Exhibit G is authenticated in paragraph 9 of the Roeca Declaration.
Exhibit 58 to the Garrett Deposition is Dr. Garrett's Weekly Psychiatric Progress Note for January 3, 2020. [Dkt. no. 501-1 at PageID.9888.]
Dr. Garrett asserts she met the standard of care in all aspects of her treatment of Spriestersbach. [Id. at ¶ 23.] As support for this proposition, she cites: her Weekly Psychiatric Progress Notes; see Exhibit Emails, Exh. A (Garrett Depo., dkt. no. 501-1), Exh. 40; portions of the May 6, 2024 Forensic Psychiatric Report by Neil S. Kaye, M.D., DLFAPA (“Kaye Report”); and Appendix B to the Kaye Report. However, because Dr. Garrett's motion to seal the Kaye Report and other exhibits was denied, this Court has not considered the Kaye Report in ruling on Dr. Garrett's Motion. See Order: Granting Defendant City and County of Honolulu's Motions to Seal, as Amended by the City's June 5, 2024 Submissions; Denying Defendant Allison Garrett, M.D.'s Motion to Seal Confidential Exhibits; and Denying Plaintiff's Joinder, filed 6/24/24 (dkt. no. 484), at 15.
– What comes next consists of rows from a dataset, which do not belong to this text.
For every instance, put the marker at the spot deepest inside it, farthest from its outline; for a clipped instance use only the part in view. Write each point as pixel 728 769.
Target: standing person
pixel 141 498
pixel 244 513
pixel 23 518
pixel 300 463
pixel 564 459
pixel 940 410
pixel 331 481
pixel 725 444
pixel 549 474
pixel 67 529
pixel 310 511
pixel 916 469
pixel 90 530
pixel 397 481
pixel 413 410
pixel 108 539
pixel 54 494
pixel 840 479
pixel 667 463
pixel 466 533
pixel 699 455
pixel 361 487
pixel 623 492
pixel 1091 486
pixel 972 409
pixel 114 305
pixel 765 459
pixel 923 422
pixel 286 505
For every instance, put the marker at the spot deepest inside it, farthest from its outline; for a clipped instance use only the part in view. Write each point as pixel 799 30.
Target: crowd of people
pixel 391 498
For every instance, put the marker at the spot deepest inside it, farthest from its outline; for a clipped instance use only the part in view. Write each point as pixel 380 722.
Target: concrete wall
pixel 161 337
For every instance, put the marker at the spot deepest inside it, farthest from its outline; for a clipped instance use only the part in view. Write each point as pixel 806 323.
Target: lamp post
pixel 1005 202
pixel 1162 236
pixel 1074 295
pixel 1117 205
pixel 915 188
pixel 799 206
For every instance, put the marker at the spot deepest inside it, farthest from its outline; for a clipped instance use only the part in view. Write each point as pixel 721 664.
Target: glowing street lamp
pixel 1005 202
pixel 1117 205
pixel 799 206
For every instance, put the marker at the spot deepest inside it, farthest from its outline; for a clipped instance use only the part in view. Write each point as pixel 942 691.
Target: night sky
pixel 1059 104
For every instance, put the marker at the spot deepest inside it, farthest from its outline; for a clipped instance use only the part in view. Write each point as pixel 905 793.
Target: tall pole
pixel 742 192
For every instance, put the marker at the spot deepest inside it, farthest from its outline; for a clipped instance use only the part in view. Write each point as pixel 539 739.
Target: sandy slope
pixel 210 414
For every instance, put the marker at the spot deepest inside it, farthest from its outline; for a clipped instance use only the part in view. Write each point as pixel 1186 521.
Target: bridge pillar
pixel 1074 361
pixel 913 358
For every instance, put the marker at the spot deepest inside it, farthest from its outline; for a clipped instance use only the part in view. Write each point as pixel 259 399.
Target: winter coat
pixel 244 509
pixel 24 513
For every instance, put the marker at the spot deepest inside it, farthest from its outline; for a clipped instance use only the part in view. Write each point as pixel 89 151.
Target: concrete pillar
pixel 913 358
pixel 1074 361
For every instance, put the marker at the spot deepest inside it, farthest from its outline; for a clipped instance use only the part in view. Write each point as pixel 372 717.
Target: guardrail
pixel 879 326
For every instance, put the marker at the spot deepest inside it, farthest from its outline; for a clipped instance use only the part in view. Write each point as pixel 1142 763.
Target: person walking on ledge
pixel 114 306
The June 24, 2024 order is also available at 2024 WL 3164698. Dr. Garrett was subsequently granted leave to supplement the record with some of the exhibits that were at issue in her motion to seal. See Minute Order - Court Order Granting in Part and Denying in Part Defendant Allison Garrett, M.D.'s Motion to Supplement Record, or Alternatively, to Reconsider Portion of Order Denying Allison Garrett, M.D.'s Motion to Seal Confidential Exhibits (ECF 484), filed 7/1/24 (dkt. no. 496). The exhibits that Dr. Garrett was permitted to file are attached to the Exhibit Emails.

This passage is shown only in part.